Mitnick was eventually arrested on February 15, 1995, and was sentenced to nearly four years in prison. He was released on January 21, 2000, and has since been a paid consultant of the FBI while running a security consulting company on the side.
Jeanson James Ancheta
Jeanson Ancheta was working at an internet café around June 2004 when he discovered the botnet called rxbot that could spread across computers and infect them with malware. The then 20-year-old admitted to hijacking thousands of PCs, sending malicious spam, and attacking websites.
In November 2005, he was found guilty of 17 counts of fraud, conspiracy, and other crimes. Additionally, he was accused of infecting about half a million computers with a “zombie network” and orchestrating large-scale attacks.
Adrian Lamo (February 20, 1981 – March 14, 2018) was a threat analyst and hacker who first gained media attention in 2003 after hacking the computer networks of high-profile companies such as Microsoft, Yahoo, and The New York Times.
He was also known for turning in Chelsea Manning, a WikiLeaks whistleblower, to the FBI in 2010.
He was considered a gray hat hacker as he would break into computer security systems but wouldn’t cause any damage. Instead, Adrian Lamo would offer to fix the security systems of these organizations free of charge.
Lamo hoped to be hired as a white hat hacker, but his felony conviction prevented it.
White hat hackers are ethical hackers contracted by organizations to probe their computer systems’ security to unearth potential vulnerabilities.
On the other hand, black hats gain unauthorized access to computers and network systems with malicious intent, such as stealing and destroying data.
Black hat hackers are unethical and are driven by motives such as theft of intellectual property, making a political statement, revenge of some kind, fame, and mainly financial gain.

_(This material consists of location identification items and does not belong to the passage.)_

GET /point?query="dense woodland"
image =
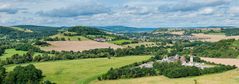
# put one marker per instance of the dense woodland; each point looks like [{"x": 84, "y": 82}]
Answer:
[
  {"x": 171, "y": 70},
  {"x": 19, "y": 76}
]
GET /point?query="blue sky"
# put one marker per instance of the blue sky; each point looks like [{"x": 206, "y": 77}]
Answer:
[{"x": 137, "y": 13}]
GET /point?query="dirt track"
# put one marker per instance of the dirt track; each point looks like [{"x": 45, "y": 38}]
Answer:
[
  {"x": 78, "y": 45},
  {"x": 227, "y": 61}
]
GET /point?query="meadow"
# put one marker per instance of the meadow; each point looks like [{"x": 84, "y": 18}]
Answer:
[
  {"x": 81, "y": 71},
  {"x": 78, "y": 45},
  {"x": 120, "y": 42},
  {"x": 10, "y": 52},
  {"x": 72, "y": 38},
  {"x": 229, "y": 77}
]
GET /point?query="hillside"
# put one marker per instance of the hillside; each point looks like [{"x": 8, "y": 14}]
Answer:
[
  {"x": 27, "y": 31},
  {"x": 125, "y": 29}
]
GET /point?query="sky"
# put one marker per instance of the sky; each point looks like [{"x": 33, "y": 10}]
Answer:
[{"x": 135, "y": 13}]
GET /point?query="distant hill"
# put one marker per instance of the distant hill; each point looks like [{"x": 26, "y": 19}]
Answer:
[
  {"x": 125, "y": 29},
  {"x": 85, "y": 30}
]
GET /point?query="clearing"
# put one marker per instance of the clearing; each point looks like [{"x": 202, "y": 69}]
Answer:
[
  {"x": 72, "y": 38},
  {"x": 213, "y": 37},
  {"x": 227, "y": 61},
  {"x": 81, "y": 71},
  {"x": 229, "y": 77},
  {"x": 78, "y": 45},
  {"x": 10, "y": 52}
]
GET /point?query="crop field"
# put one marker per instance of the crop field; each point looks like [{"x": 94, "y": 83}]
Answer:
[
  {"x": 229, "y": 77},
  {"x": 214, "y": 37},
  {"x": 78, "y": 45},
  {"x": 120, "y": 42},
  {"x": 81, "y": 71},
  {"x": 147, "y": 44},
  {"x": 72, "y": 38},
  {"x": 227, "y": 61},
  {"x": 10, "y": 52}
]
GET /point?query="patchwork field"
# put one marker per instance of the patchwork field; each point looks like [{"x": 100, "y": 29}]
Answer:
[
  {"x": 78, "y": 45},
  {"x": 11, "y": 52},
  {"x": 81, "y": 71},
  {"x": 229, "y": 77},
  {"x": 72, "y": 38},
  {"x": 227, "y": 61},
  {"x": 148, "y": 44},
  {"x": 214, "y": 37}
]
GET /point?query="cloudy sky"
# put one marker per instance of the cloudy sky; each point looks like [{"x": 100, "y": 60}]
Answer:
[{"x": 137, "y": 13}]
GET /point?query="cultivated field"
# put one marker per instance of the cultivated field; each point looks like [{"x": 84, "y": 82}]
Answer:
[
  {"x": 229, "y": 77},
  {"x": 81, "y": 71},
  {"x": 227, "y": 61},
  {"x": 78, "y": 45},
  {"x": 72, "y": 38},
  {"x": 10, "y": 52},
  {"x": 177, "y": 32},
  {"x": 214, "y": 37}
]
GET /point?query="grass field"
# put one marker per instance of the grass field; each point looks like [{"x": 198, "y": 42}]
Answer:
[
  {"x": 72, "y": 38},
  {"x": 120, "y": 42},
  {"x": 78, "y": 45},
  {"x": 81, "y": 71},
  {"x": 11, "y": 52},
  {"x": 148, "y": 44},
  {"x": 229, "y": 77}
]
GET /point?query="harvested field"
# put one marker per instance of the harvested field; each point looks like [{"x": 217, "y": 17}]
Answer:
[
  {"x": 227, "y": 61},
  {"x": 214, "y": 38},
  {"x": 78, "y": 45},
  {"x": 177, "y": 33}
]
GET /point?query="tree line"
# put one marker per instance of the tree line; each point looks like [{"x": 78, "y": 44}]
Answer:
[
  {"x": 171, "y": 70},
  {"x": 22, "y": 75}
]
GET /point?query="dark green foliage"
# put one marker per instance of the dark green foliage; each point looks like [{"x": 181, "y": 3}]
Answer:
[
  {"x": 24, "y": 75},
  {"x": 41, "y": 43},
  {"x": 3, "y": 74},
  {"x": 181, "y": 71},
  {"x": 27, "y": 47},
  {"x": 222, "y": 49},
  {"x": 2, "y": 51},
  {"x": 83, "y": 30},
  {"x": 231, "y": 31},
  {"x": 128, "y": 72},
  {"x": 176, "y": 70}
]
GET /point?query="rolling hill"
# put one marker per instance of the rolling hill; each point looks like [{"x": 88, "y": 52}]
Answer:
[{"x": 125, "y": 29}]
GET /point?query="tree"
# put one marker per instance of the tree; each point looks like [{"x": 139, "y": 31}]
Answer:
[
  {"x": 24, "y": 75},
  {"x": 2, "y": 74}
]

Keep Your Security Networks Safe
Cybercrime, such as unethical hacking, is on the rise and is predicted to cost the global economy trillions of dollars. To protect yourself and your devices from access by black hats, use firewalls, content filters, and the other security techniques discussed in this guide.
You should also update your security system, scan your networks for (and delete) malicious software, change your passwords regularly and avoid using similar passwords for multiple platforms. Likewise, don’t forget to set up multi-factor authentication on your accounts and devices.